Modal Expansion

A well known approach to transfer-function modeling is called
*modal synthesis*, introduced in §1.3.9
[5,301,6,146,384,30].
Modal synthesis may be defined as constructing a source-filter
synthesis model in which the filter transfer function is implemented
as a sum of first- and/or second-order filter sections (*i.e.*, as a
parallel filter bank in which each filter is at most
second-order--this was reviewed in §1.3.9). In other
words, the physical system is represented as a superposition of
individual modes driven by some external excitation (such as a pluck
or strike).

In acoustics, the term *mode of vibration*, or *normal
mode*, normally refers to a single-frequency spatial eigensolution
of the governing wave equation. For example, the modes of an ideal
vibrating string are the harmonically related sinusoidal string-shapes
having an integer number of uniformly spaced zero-crossings (or
*nodes*) along the string, including its endpoints. As first
noted by Daniel Bernoulli (§A.2), acoustic vibration
can be expressed as a superposition of component sinusoidal
vibrations, *i.e.*, as a superposition of modes.^{9.6}

When a single mode is excited by a sinusoidal driving force, all points of the physical object vibrate at the same temporal frequency (cycles per second), and the mode shape becomes proportional to the spatial amplitude envelope of the vibration. The sound emitted from the top plate of a guitar, for example, can be represented as a weighted sum of the radiation patterns of the respective modes of the top plate, where the weighting function is constructed according to how much each mode is excited (typically by the guitar bridge) [144,393,109,206,210].

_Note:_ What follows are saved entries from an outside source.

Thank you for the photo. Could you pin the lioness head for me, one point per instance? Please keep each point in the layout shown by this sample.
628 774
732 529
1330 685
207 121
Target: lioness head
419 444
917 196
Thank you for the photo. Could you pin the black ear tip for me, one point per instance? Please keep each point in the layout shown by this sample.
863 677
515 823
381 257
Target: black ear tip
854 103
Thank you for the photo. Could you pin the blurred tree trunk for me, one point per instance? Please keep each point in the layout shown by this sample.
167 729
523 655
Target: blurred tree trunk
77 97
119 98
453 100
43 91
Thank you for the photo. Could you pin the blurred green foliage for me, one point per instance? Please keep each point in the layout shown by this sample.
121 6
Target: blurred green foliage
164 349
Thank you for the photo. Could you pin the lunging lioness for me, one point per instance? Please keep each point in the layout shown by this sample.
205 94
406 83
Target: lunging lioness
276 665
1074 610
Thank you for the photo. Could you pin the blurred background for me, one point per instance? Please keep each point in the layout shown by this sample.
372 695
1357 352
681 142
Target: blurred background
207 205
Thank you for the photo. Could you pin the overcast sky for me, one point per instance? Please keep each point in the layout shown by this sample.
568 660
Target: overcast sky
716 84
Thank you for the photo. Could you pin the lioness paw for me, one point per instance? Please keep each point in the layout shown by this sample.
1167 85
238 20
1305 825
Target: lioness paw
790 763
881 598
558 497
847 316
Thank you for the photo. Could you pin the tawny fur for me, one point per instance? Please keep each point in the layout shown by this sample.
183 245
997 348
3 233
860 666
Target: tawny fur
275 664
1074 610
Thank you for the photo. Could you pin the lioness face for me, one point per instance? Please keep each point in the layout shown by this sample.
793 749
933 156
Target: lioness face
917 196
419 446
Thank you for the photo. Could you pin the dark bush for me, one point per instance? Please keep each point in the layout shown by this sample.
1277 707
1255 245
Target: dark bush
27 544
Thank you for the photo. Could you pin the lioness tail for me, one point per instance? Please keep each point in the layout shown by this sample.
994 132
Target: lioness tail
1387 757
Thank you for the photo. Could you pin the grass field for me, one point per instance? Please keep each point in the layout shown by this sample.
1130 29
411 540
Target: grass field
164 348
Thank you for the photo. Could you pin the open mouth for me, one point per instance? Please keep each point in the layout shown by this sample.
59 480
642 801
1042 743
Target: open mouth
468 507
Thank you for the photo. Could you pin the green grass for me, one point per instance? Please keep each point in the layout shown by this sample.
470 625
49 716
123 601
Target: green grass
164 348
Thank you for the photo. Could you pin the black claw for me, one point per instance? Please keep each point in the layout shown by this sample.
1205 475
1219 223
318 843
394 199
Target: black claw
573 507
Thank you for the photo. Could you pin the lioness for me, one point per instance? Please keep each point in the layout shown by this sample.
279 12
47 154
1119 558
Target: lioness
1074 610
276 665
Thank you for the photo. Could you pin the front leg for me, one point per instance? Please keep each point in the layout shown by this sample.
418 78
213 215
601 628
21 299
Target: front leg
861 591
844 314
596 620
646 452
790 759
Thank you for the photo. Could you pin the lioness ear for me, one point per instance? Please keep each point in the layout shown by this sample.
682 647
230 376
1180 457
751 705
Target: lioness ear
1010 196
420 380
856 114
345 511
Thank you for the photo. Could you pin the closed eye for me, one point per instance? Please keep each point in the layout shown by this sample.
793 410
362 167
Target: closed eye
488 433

The impulse-invariant method (§8.2), can be considered a
special case of modal synthesis in which a continuous-time
-plane
transfer function is given as a starting point. More typically, modal
synthesis starts with a measured *frequency response*, and a
second-order parallel filter bank is fit to that in some way. In
particular, any filter-design technique may be used (§8.6),
followed by a conversion to second-order parallel form.

Modal expansions find extensive application in industry for determining parametric frequency responses (superpositions of second-order modes) from measured vibration data [301]. Each mode is typically parametrized in terms of its resonant frequency, bandwidth (or damping), and gain (most generally complex gain, to include phase).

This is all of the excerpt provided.